The pro-imperialist orientation of the pseudo-left is not fundamentally the product of mistaken ideas or the rotten politics of one or another individual. The unanimity of these organizations expresses class interests.

They constitute a faction of bourgeois politics. They speak for sections of the privileged middle class that want a bigger share of the wealth of the top 10 percent and more influence and power within the corporate elite, the trade union apparatus and the state. The upper-middle class, approximately the top 10 to 1 percent of the population, has benefited greatly from the post-2008 stock market boom, which is itself dependent on the domination of American imperialism abroad and austerity and wage cutting at home. The pseudo-left’s use of radical and “socialist” phrases is aimed at obscuring its pro-war and pro-capitalist orientation.

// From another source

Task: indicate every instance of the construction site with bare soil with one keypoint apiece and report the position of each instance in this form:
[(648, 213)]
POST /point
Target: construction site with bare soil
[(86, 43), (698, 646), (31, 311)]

The development of a new antiwar movement is the most urgent political task, one that must be taken up by workers, students and youth in opposition to the treacherous politics of the pseudo-left. As the February 18, 2016 statement of the International Committee of the Fourth International, “Socialism and the Fight Against War,” insists, such a movement “must be based on the working class, the great revolutionary force in society, uniting behind it all progressive elements in the population.” The fight against war must be international, it must be socialist, and it must be completely independent of and hostile to all of the political parties and organizations of the capitalist class.

The ICFI is the only organization that is mobilizing opposition to war because it is the only organization that fights for the program and perspective of world socialist revolution. The same capitalist crisis that produces war also produces the objective basis for putting an end to war in the growth of the class struggle. The anger and opposition of workers all over the world must be politically organized and directed in a revolutionary movement against the capitalist system. A political leadership must be built, and it is for this purpose that the SEP and the IYSSE have organized the November 5 conference in Detroit.